Common Neurological Problems in Children
The most common problems pediatric neurosurgeons treat are:
- Brain and spinal cord tumors
- Spina bifida
- Abnormal head shape
- Brain or spine problems
A pediatric neurosurgeon is highly trained to address congenital disorders. These conditions exist before or at birth. Some of these issues are genetic, but most happen in families with no history of the disorder. The most common congenital disorders include:
- Cleft lip and palate
- Abnormal skull shape
- Birth marks
- Ear deformities
- Spina bifida
Your doctor may suggest counseling for you and your family. These conditions can be difficult to understand.
Spina bifida is a neural tube defect that happens very early on in pregnancy. Babies with the condition are usually delivered by cesarean section and brought to the Neonatal Intensive Care Unit (NICU). Pediatric neurosurgeons fix the holes left open in the vertebrae due to spina bifida shortly after birth. This procedure does not return normal function to the spinal cord. As your child grows older, the pediatric neurosurgeon will work with other pediatric specialists to create a plan for managing spina bifida. Your child may experience continued central nervous system problems and difficulties with bladder and bowel control and lower limb movement.
Pediatric neurosurgeons work with neurologists and oncologists to address tumor growths in the central nervous system. When a tumor has been identified, your child will have a biopsy to determine if it is malignant or benign. The tumor may be removed surgically.

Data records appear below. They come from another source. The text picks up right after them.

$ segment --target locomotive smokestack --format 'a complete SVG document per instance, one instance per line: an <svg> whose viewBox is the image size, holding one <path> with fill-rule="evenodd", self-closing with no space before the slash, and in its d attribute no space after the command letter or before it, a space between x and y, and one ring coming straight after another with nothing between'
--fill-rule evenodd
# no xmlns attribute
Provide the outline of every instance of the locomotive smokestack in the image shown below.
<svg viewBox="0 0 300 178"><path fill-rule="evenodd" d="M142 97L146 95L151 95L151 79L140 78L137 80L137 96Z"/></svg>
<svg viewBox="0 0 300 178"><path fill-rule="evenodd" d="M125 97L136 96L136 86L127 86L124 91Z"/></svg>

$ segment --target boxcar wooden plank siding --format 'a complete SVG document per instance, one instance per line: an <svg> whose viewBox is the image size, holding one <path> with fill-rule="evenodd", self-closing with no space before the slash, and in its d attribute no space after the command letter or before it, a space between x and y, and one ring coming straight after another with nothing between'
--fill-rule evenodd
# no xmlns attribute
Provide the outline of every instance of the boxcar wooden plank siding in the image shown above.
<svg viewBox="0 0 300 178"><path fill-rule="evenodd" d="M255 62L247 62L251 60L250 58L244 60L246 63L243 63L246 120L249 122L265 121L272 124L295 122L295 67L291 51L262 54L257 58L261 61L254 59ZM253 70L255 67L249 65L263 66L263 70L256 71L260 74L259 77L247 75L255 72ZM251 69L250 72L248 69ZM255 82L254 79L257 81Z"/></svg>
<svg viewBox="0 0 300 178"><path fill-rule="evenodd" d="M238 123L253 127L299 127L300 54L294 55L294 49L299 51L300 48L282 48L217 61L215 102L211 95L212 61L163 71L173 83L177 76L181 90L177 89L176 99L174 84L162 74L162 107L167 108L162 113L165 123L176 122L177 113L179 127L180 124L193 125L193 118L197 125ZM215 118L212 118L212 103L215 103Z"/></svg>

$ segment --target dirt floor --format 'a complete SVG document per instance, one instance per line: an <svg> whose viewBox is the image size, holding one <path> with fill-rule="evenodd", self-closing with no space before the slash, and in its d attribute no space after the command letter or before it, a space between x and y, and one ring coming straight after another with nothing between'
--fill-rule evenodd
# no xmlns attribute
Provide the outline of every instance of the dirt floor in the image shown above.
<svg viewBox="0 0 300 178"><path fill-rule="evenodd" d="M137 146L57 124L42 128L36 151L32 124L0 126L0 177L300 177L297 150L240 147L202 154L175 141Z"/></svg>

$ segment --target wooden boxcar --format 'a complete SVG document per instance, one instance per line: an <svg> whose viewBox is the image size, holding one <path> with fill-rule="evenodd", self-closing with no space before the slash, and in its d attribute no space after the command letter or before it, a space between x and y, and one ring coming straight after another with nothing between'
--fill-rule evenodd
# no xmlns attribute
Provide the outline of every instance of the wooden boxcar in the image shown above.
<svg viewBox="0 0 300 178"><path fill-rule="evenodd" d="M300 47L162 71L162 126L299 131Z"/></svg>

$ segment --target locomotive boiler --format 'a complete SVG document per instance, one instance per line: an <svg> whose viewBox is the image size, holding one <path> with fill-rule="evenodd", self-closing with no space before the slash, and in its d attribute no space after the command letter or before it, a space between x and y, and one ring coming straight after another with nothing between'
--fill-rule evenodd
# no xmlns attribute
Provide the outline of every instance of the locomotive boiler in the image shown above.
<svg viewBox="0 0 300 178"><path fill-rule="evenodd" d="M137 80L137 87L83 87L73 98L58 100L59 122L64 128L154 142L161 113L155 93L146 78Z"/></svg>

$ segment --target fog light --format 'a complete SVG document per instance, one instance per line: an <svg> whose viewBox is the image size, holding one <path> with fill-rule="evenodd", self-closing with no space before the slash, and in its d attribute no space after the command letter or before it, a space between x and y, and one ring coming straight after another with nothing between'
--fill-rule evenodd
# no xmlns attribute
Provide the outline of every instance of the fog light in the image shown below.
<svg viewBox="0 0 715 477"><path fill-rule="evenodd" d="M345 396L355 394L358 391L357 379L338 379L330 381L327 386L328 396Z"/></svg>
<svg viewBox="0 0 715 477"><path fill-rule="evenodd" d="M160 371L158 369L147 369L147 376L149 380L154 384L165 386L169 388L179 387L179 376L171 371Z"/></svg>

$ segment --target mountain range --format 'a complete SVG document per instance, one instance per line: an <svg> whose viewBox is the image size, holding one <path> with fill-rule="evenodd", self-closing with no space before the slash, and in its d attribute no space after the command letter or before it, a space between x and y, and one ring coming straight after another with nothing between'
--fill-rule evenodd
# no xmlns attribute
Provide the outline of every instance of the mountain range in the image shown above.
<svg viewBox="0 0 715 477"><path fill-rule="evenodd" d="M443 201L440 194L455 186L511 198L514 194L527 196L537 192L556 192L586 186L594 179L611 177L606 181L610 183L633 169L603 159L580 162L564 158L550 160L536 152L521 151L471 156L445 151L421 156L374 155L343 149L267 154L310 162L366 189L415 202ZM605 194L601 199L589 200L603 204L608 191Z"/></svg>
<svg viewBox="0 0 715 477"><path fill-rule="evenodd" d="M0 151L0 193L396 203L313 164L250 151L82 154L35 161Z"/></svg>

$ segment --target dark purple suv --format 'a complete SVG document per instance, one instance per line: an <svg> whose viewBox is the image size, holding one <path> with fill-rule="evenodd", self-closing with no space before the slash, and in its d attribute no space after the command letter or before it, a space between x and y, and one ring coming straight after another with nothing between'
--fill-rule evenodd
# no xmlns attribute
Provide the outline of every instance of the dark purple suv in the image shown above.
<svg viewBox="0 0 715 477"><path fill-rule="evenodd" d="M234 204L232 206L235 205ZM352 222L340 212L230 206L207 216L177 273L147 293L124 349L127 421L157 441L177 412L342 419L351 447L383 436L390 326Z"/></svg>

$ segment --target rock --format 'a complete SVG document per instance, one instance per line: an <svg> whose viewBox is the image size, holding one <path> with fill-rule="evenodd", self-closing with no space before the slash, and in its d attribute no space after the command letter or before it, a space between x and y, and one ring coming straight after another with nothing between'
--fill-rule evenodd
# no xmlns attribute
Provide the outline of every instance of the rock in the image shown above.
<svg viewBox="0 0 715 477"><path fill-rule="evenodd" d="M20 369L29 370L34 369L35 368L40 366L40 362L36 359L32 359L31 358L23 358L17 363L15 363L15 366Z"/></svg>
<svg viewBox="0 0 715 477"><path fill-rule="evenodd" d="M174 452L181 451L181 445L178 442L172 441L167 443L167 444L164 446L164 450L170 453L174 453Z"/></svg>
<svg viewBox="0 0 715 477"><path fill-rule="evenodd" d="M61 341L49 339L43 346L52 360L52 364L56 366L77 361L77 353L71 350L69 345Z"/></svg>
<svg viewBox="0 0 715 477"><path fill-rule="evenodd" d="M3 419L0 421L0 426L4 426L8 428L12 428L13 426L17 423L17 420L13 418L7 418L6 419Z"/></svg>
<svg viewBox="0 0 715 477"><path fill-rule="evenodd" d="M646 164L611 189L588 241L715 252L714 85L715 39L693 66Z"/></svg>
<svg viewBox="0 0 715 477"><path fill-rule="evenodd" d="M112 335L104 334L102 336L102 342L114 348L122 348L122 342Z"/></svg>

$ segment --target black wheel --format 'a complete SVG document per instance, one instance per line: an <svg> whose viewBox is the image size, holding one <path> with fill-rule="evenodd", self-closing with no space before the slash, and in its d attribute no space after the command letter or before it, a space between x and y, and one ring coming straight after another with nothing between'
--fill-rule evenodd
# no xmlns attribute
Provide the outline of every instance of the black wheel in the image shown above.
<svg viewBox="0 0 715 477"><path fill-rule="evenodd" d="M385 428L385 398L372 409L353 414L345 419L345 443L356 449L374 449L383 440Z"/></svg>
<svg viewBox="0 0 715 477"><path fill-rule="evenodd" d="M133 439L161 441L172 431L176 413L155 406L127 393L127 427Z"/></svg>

Hydrocephalus is a build-up of fluid in the brain. It affects one in every 500 children. The condition may be caused by spina bifida, tumors or cysts or head trauma. Hydrocephalus is treated with a shunt that lets the fluid to drain into the torso. The treatment is usually successful without complications. However, hydrocephalus sometimes results in learning disabilities, visual problems and developmental delays. The shunt is placed during a simple procedure under general anesthesia.< /p>
Craniosynostosis, or abnormal skill shape, results from the fusion of two or more sutures in your child’s skull. The sutures are usually gaps that allow your baby’s skull to grow. If the sutures grow together, the skull has to grow in a different direction. This sometimes makes the skull appear cone-shaped. A pediatric neurosurgeon will treat this issue by completing surgery before your child reaches age 1. He will increase the volume of the skull so that the brain can grow without pressure and improve the look of the skull and the forehead.